PrintKorean Beef Bulgogi Rice Bowls – The Easy Way
This quick, flavorful Korean-inspired beef bowl uses ground beef and an authentic bulgogi marinade for all the classic flavor in a fraction of the time.
- Prep Time: 15 minutes
- Cook Time: 10 minutes
- Total Time: 25 minutes
- Yield: 4–5 servings
- Category: Dinner, Main Course
- Method: Stovetop / One Pan
- Cuisine: Korean, Asian Fusion
Ingredients
Beef Bulgogi:
500 g (1 lb) ground beef (any fat percentage)
1 tbsp canola oil (plus 2 tsp for wilting spinach)
Bulgogi Sauce:
1 tbsp finely grated onion (~¼ onion)
3 tbsp finely grated red apple (about ½ apple, skin on is fine)
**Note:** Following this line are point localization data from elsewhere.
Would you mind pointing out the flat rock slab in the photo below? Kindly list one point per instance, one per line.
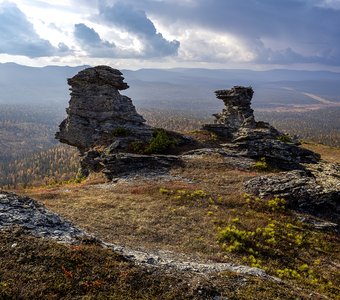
(39, 221)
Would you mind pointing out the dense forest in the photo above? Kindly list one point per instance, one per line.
(29, 154)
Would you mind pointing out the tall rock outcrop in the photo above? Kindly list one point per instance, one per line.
(97, 109)
(110, 135)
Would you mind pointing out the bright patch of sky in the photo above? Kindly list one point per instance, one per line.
(172, 33)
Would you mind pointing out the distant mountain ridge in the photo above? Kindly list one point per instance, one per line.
(178, 88)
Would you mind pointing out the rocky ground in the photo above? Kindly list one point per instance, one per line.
(237, 197)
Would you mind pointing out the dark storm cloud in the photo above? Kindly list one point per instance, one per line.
(92, 42)
(280, 31)
(136, 22)
(18, 37)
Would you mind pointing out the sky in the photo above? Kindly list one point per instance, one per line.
(134, 34)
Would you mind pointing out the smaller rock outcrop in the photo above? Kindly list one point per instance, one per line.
(236, 114)
(246, 137)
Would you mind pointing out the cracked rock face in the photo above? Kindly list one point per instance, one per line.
(97, 108)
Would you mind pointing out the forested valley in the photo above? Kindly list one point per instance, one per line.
(30, 156)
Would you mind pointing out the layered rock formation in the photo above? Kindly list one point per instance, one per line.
(246, 137)
(97, 109)
(236, 114)
(102, 123)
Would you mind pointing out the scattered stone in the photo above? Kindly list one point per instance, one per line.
(126, 163)
(316, 191)
(39, 221)
(35, 218)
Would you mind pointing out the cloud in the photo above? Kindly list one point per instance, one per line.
(92, 43)
(281, 31)
(18, 37)
(136, 22)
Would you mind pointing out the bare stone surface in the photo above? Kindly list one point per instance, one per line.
(34, 217)
(316, 190)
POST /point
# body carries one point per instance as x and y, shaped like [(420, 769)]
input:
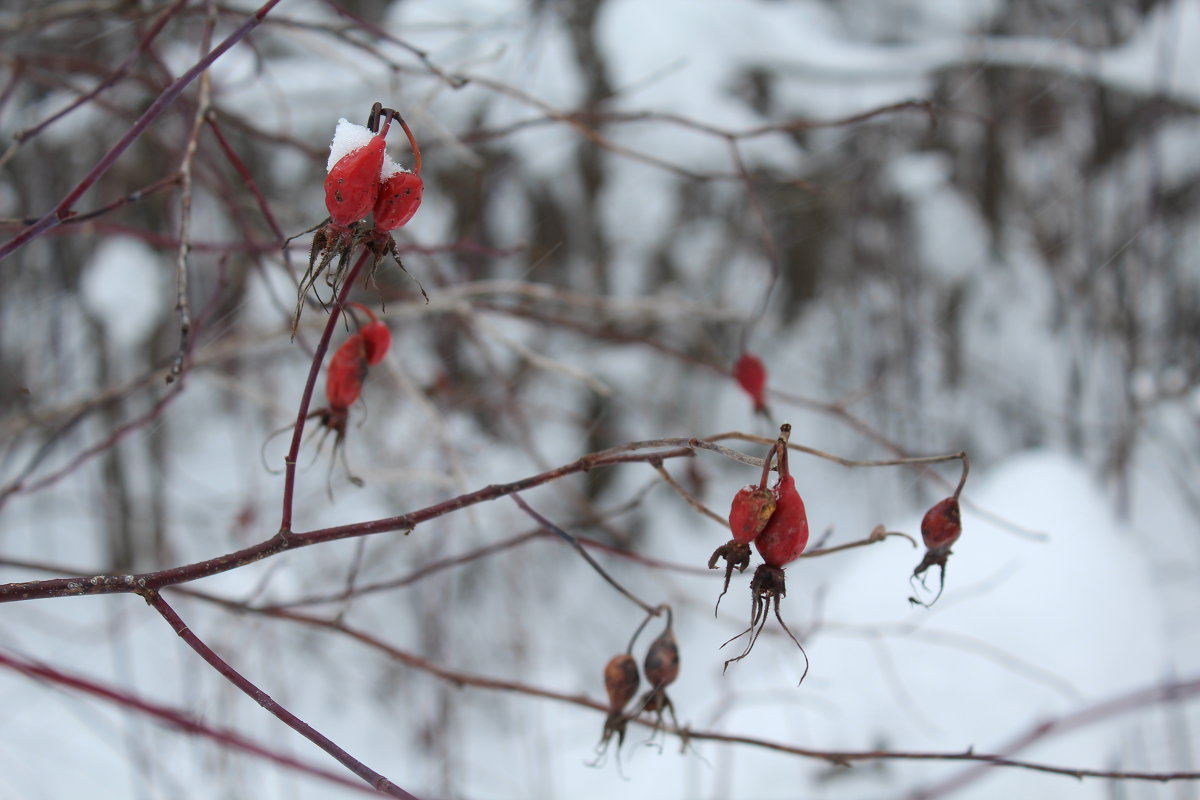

3 garlic cloves, finely grated
1 tsp grated ginger
2½ tbsp soy sauce (all-purpose or light)
1 tbsp sesame oil
1 tbsp mirin (or omit for no alcohol)
1 tbsp brown sugar
⅛ tsp black pepper
Rice Bowl Drizzle Sauce:
2 tbsp soy sauce
1 tbsp sesame oil
2 tsp brown sugar
2 tsp rice vinegar (or apple cider vinegar)
For Serving (Rice Bowl):
Cooked white rice (preferably medium or short grain)
4 large handfuls baby spinach
1 large carrot, julienned or grated
1 avocado, mashed
¼ cup pickled ginger (pink adds nice color)
1½ cups romaine or cos lettuce, torn
1 tsp white sesame seeds
1 green onion, finely sliced
Instructions
Prepare sauces:
In a small bowl, mix all Bulgogi Sauce ingredients. In another bowl, mix Drizzle Sauce ingredients and set aside.
Wilt spinach:
Heat 2 tsp oil in a large non-stick pan over high heat. Add half the spinach, tossing until wilted (~30 seconds). Add remaining spinach and cook another minute. Remove from pan and set aside.
Cook beef:
Add 1 tbsp oil to the same pan. Add ground beef and cook over high heat, breaking it apart with a spatula, until no longer pink.
Add Bulgogi sauce:
Pour in the prepared Bulgogi sauce. Simmer rapidly until most liquid evaporates and the beef caramelizes slightly while remaining moist.
Assemble bowls:
Divide rice among bowls. Top with bulgogi beef, wilted spinach, carrot, lettuce, mashed avocado, and pickled ginger.
Finish:
Sprinkle with sesame seeds and green onion. Drizzle with the Drizzle Sauce before serving. Toss everything together and enjoy!
Notes
Apple & onion: Grate finely for maximum flavor — these add sweetness and depth that define authentic bulgogi.
Soy sauce: Use all-purpose or light soy sauce. Avoid dark or sweet soy (too strong).
Mirin substitute: Replace with Chinese cooking wine + ½ tsp brown sugar, or omit.
Serving ideas: Serve over rice, noodles, or in lettuce wraps, tacos, or burritos for a fun twist.
Storage: Cooked beef keeps 3 days refrigerated or 3 months frozen. Add a splash of water when reheating.